Madtech thinking in enterprise selling turns the traditional sales funnel upside down. Rather than filling the hopper with leads, hoping for a few highly qualified opportunities to drip out of the bottom, the upturned funnel requires you to drop a small number of curated, catalytic conversations into the small aperture at the top and nurture them into user generated discussions that feature your brand. So long as the customer experience is flawless and the product or service is good, social referral and peer group recommendation can build a reliable sales pipeline for you.
We’re ‘searching’ all the time but the new darling of marketing is fast becoming hard work. Searches reveal vast numbers of matches, making prime results more crucial yet more elusive than ever. And every Google algorithm update puts the fear of God into CMOs the world over.

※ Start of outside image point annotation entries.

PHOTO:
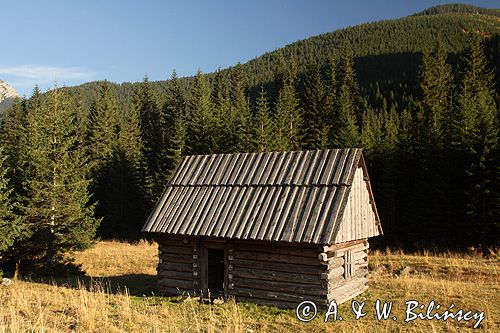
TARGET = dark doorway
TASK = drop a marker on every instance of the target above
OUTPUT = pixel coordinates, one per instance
(216, 270)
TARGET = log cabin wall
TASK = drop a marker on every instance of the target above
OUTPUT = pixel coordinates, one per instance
(273, 273)
(280, 274)
(178, 266)
(347, 269)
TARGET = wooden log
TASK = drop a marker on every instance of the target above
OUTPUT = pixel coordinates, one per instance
(177, 250)
(277, 258)
(280, 267)
(175, 242)
(285, 287)
(252, 273)
(340, 246)
(276, 303)
(173, 266)
(276, 295)
(360, 255)
(332, 273)
(294, 251)
(176, 283)
(349, 287)
(176, 275)
(341, 296)
(337, 281)
(179, 258)
(168, 291)
(355, 248)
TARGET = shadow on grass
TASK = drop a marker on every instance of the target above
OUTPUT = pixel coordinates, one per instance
(135, 284)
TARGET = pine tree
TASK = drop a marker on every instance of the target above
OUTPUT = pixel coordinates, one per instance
(201, 132)
(347, 129)
(262, 124)
(287, 116)
(58, 211)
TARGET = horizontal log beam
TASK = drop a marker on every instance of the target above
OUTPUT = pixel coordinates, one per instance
(178, 258)
(176, 283)
(280, 267)
(177, 249)
(277, 258)
(176, 275)
(293, 251)
(340, 246)
(173, 266)
(271, 275)
(276, 295)
(284, 287)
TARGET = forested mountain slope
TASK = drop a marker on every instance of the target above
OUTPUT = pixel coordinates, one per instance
(387, 53)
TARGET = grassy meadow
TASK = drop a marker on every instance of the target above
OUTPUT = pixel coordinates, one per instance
(118, 295)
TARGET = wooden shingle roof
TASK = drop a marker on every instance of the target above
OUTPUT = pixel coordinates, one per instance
(279, 196)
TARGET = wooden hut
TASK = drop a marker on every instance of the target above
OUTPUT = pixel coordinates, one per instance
(274, 228)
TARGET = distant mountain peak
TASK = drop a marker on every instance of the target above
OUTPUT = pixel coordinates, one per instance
(7, 95)
(459, 8)
(6, 91)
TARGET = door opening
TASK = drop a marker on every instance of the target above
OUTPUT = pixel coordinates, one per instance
(216, 270)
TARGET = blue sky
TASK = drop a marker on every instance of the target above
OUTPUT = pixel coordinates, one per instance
(79, 41)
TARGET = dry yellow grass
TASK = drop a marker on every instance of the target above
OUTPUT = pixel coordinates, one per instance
(101, 303)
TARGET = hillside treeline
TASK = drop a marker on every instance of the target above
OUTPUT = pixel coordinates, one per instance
(70, 171)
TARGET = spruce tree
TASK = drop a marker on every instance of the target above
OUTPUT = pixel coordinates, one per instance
(201, 133)
(225, 131)
(11, 227)
(477, 132)
(130, 182)
(58, 212)
(13, 140)
(154, 136)
(331, 97)
(347, 129)
(176, 118)
(241, 110)
(316, 128)
(262, 124)
(287, 116)
(431, 148)
(103, 127)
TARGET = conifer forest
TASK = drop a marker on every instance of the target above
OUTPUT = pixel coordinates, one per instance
(88, 162)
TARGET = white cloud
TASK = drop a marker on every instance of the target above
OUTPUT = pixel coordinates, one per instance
(25, 77)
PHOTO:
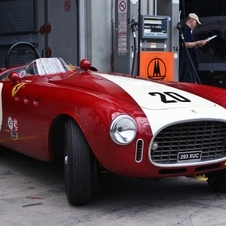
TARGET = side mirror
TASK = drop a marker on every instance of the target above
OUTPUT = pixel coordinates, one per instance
(14, 77)
(85, 64)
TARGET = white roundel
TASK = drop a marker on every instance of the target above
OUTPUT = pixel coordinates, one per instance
(10, 123)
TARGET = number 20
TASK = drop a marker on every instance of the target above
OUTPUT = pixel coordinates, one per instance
(170, 97)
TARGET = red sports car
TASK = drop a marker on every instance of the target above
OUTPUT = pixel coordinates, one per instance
(124, 124)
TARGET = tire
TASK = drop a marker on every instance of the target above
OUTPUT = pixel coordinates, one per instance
(217, 180)
(78, 165)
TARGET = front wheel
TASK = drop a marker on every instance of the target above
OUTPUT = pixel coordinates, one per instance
(78, 165)
(217, 180)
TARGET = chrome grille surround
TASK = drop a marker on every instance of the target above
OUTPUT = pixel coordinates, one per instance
(208, 136)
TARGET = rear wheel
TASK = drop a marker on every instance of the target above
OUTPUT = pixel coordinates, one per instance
(78, 165)
(217, 180)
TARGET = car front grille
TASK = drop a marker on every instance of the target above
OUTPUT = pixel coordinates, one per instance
(209, 137)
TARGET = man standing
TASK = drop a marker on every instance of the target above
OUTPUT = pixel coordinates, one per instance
(189, 65)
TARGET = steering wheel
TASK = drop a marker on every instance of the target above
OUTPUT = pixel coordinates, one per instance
(33, 47)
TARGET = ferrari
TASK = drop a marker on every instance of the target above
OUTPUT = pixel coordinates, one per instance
(126, 125)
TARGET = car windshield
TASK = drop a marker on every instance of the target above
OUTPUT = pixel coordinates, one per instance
(46, 66)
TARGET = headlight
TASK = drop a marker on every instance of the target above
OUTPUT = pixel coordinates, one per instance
(123, 129)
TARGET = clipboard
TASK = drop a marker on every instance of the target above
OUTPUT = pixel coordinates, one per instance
(210, 38)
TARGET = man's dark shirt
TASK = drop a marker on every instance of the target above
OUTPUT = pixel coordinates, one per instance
(187, 73)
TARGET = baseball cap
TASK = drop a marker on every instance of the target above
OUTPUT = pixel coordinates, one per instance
(194, 16)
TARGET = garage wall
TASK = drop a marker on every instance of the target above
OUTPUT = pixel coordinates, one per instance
(99, 33)
(18, 22)
(62, 39)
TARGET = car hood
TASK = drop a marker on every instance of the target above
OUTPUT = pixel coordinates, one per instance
(146, 93)
(162, 103)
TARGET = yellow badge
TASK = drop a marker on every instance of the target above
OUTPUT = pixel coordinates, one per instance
(16, 88)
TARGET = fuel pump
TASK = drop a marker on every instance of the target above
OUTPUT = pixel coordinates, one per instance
(145, 38)
(155, 59)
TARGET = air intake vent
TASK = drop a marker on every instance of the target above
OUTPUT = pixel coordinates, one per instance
(139, 151)
(207, 137)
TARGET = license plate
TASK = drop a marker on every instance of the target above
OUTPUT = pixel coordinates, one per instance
(192, 156)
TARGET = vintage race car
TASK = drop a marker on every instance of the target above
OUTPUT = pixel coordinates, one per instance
(126, 125)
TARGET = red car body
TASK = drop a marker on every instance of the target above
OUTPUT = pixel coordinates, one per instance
(163, 130)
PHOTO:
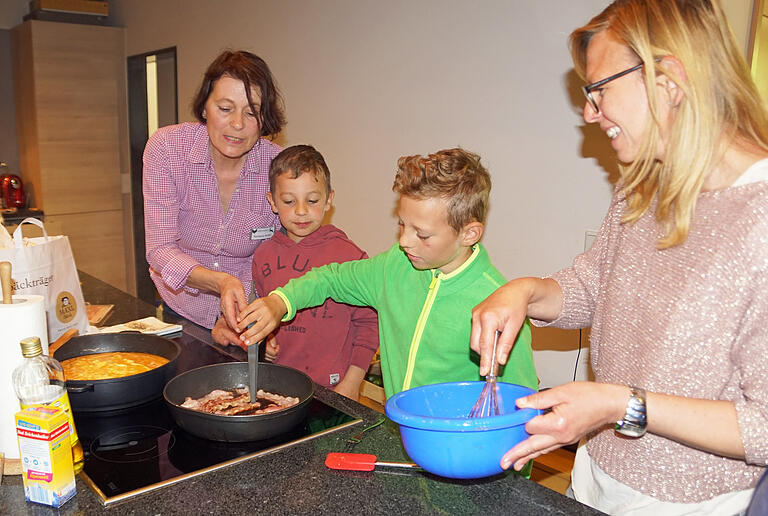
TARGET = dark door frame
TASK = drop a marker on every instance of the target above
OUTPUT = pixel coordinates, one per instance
(137, 120)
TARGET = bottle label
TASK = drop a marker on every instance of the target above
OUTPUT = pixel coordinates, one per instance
(61, 402)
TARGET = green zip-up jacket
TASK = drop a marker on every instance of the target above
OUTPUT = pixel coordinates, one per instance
(425, 316)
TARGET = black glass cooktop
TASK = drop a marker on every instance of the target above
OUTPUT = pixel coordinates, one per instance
(142, 449)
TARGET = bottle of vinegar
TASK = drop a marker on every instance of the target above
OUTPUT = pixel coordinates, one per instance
(39, 380)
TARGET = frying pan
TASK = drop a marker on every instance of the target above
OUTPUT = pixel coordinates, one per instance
(255, 427)
(118, 393)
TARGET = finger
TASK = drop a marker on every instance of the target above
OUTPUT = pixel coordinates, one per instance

Big players, who follow all Google’s guidance, can still lose the top spots in paid and organic at the drop of a hat and wind up on page five or worse. The rising tide of paid search dollars is drowning organic, and the science of discovery is being manipulated to serve Google and its shareholders. Why wouldn’t it be so?
Meanwhile, thanks to madtech we’re willingly giving up our demographic and geographic information, our search data, purchase intent, order history and buying preferences. A slew of proximity and geolocation technologies embedded in modern smartphones (BLE, NFC, RFID) are making it increasingly easy to track our activities in the physical world, too. Where we go, what we do, who we do it with. By combining all this rich data with insights sucked from our social feeds, it’s possible to discern behavioural profiles with remarkable accuracy.
These rich profiles allows madtech marketers to target individuals with timely, super-relevant offers using an optimised combination of marketing tactics. One such example is predictive analytics. Given enough empirical data on a given market, it is possible to predict the next car someone will drive before they’re even looking to buy one. Or, in an enterprise environment, perhaps determining when a massive outsourcing opportunity should be proposed and pursued.
Madtech is transforming traditional media. Online has eaten television. Netflix is now used by more than 42% of American households. YouTube now has over 1 billion active users. BuzzFeed brings the ‘listicle’ to almost 200 million unique monthly visitors. Last month the Financial Times was sold for less than the price of Instagram – and analysts thought it fetched too much.
Machine learning and artificial intelligence are already helping successful brands to go further. In time expect to ‘converse’ with marketing ‘bots’ in real time, using a rich repertoire of human language and emotions.
These considerate, charming, engaged brands will belong to their customers, not the other way around. And behind the scenes it will be madtech crafting, nurturing and maintaining the precious relationships that we all hanker after.